We never see their partners, relatives or co-workers, so we can know about their off-screen lives only through the facts the commuters choose to reveal. We learn that the woman Randy will soon marry already dominates him, which he tries not to realize (the others helpfully point it out, however). A particular fear runs through the conversations of these people: They are afraid of being manipulated and believe others take advantage of them. Shannon and her powerful sister conduct a war by cellphone over the care of their mother. The men say things like, "You give women an inch, they take a mile."

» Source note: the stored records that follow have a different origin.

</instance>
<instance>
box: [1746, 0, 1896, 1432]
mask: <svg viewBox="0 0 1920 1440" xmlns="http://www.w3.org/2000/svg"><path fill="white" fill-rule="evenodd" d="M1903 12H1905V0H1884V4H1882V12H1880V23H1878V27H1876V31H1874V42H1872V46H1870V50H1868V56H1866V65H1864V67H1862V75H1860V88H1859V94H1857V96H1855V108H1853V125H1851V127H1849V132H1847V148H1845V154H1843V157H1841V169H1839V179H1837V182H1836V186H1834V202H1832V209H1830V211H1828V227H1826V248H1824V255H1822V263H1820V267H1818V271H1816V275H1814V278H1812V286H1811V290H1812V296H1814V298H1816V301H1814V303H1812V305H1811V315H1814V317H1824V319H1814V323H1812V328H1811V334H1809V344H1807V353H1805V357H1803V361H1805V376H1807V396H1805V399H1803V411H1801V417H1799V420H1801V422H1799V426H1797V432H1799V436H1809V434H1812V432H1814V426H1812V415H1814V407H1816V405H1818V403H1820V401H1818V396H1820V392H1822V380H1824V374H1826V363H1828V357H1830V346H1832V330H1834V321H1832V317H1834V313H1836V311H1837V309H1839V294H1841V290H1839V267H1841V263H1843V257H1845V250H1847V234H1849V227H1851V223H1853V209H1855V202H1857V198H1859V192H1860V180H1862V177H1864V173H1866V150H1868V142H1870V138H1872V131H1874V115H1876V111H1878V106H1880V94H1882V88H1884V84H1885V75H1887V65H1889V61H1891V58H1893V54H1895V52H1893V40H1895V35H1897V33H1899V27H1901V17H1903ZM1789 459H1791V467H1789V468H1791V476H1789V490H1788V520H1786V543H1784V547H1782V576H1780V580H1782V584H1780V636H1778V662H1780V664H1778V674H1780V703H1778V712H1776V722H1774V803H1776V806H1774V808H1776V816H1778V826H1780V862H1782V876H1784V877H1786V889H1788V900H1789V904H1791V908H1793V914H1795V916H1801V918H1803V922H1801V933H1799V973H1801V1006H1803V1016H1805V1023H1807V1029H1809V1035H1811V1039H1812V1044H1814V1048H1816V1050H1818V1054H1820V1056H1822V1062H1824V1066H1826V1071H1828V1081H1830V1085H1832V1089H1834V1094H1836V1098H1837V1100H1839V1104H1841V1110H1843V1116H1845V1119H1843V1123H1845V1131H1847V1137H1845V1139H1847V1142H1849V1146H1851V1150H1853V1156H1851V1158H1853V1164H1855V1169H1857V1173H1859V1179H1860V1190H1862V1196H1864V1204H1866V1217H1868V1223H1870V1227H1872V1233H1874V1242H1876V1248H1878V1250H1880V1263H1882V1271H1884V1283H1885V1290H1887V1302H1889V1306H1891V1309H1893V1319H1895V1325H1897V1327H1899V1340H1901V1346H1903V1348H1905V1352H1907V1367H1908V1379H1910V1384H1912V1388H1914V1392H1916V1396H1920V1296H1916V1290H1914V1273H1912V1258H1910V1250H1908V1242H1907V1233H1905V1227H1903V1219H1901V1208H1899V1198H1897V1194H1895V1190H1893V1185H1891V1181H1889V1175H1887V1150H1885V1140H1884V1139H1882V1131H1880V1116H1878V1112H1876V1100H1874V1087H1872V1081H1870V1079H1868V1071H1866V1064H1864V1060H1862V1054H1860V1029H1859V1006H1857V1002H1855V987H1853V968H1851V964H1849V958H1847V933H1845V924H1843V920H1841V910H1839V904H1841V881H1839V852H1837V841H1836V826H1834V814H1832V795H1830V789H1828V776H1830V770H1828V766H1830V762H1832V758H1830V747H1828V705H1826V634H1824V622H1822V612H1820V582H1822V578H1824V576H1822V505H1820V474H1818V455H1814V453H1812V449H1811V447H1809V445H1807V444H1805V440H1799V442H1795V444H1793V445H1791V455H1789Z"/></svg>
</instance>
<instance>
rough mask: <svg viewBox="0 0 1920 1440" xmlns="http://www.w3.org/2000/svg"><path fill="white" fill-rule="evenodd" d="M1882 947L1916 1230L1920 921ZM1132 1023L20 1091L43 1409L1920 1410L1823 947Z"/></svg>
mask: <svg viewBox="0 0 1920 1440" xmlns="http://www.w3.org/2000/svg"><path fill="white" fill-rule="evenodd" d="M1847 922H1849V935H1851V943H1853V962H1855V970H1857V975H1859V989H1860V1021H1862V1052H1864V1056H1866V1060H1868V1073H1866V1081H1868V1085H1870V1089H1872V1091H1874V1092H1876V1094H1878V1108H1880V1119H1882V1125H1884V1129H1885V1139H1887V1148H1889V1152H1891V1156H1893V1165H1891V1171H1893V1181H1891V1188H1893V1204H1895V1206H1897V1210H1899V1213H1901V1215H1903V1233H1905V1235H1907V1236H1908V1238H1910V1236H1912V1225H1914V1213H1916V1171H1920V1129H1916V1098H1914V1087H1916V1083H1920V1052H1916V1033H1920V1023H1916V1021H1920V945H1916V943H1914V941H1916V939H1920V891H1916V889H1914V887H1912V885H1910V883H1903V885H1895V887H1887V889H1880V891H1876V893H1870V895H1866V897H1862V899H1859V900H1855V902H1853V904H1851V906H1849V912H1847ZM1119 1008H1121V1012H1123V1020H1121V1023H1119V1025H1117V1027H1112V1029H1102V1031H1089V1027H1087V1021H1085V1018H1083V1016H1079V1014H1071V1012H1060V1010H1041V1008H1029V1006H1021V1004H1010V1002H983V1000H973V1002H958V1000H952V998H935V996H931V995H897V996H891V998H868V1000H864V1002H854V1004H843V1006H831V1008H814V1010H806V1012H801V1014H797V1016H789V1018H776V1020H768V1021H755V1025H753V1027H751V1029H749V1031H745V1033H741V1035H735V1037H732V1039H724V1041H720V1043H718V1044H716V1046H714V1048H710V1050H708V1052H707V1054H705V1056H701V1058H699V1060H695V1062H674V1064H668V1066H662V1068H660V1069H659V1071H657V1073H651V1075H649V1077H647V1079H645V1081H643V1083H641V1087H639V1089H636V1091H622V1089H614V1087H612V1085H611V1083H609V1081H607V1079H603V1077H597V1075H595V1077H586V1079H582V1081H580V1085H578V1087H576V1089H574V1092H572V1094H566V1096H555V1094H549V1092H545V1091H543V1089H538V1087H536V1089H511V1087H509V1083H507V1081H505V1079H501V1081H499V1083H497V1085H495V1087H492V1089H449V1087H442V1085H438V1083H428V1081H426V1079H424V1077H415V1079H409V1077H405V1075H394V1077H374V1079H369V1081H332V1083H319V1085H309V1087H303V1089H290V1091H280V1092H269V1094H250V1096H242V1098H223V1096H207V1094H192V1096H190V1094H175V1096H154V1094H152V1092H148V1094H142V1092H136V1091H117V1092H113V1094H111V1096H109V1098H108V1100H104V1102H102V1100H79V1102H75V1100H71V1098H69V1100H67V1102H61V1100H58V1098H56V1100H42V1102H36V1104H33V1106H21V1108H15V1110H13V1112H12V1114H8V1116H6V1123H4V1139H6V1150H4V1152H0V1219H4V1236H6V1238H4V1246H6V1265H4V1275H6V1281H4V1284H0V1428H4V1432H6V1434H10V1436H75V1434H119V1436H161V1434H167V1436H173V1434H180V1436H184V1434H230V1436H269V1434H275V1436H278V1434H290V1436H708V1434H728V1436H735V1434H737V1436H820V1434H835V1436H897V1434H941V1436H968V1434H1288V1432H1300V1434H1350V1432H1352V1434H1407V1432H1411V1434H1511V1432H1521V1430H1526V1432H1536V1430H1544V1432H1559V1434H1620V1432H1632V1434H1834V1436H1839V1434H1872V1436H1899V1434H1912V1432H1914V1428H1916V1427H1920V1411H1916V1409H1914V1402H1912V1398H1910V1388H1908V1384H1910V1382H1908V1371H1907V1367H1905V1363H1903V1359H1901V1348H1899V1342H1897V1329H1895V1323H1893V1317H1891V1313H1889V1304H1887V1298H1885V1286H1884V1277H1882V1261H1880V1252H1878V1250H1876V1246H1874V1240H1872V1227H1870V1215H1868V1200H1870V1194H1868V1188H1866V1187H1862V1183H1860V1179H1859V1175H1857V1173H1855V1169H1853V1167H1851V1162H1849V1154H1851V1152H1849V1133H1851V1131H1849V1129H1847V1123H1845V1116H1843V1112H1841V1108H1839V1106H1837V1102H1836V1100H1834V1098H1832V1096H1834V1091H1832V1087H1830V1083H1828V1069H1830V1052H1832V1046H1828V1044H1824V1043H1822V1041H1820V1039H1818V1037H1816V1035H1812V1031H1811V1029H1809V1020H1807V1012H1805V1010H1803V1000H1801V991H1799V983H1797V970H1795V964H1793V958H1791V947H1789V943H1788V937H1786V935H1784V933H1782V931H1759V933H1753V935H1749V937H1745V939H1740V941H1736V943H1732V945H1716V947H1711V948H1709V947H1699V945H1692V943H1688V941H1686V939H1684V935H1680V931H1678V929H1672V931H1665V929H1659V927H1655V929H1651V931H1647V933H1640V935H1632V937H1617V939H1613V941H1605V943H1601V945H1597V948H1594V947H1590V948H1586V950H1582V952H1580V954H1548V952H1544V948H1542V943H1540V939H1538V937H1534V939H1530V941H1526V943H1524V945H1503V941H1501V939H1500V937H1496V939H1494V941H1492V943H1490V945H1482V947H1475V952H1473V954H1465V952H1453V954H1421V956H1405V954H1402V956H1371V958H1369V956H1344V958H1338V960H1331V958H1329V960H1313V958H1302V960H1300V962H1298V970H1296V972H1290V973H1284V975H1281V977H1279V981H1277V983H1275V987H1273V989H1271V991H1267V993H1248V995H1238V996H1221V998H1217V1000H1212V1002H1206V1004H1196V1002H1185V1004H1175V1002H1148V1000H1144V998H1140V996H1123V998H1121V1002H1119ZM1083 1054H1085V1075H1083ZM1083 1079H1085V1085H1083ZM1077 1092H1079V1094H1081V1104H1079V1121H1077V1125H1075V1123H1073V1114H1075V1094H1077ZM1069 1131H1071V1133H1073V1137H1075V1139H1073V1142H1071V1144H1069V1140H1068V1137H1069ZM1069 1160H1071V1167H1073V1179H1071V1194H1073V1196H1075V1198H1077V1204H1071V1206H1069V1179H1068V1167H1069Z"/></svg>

No one can say the program shies away from heavyweight themes. The first episode dealt with childbirth (Liz's fear that "I'm running out of time"), with death (Peter, the stockbroker, has made money from one of those insurance policies that allow investors to profit from a stranger's early demise), and, of course, sex, in the washroom and on their minds. Ballcap Pete takes a narrow view of sex. He's nervously homophobic and he calls sex with his wife "intimate relations."

With the obvious success of the earliest editions behind them, the producers and writers must be wondering how far their stories can develop. Using a journey as a way to show character goes back to Homer and in modern times encompasses everything from John Ford's Stagecoach to James Cameron's Titanic. But a commuter train? It doesn't stop for new passengers and doesn't alter its destination, thereby eliminating two traditional sources of narrative. Train 48's writers will have to be nimble to avoid claustrophobia and repetition.

Product placement, part of the business plan for the program, somehow fits these characters perfectly. So far we've seen only a little of it, including a poster inside the train advertising Fido and a Tim Hortons logo that flashes by in the night. And because Train 48 is made for Global, our CanWest corporate partner, characters on the train reading a newspaper will for certain choose the National Post, unless they're criticizing The Toronto Sun. Furthermore, on Tuesday nights you can catch a glimpse of Rebecca Eckler among the extras in the background, absorbing column material. That all strikes me as admirably educational. Finally, someone has figured out how to illustrate the meaning of "convergence."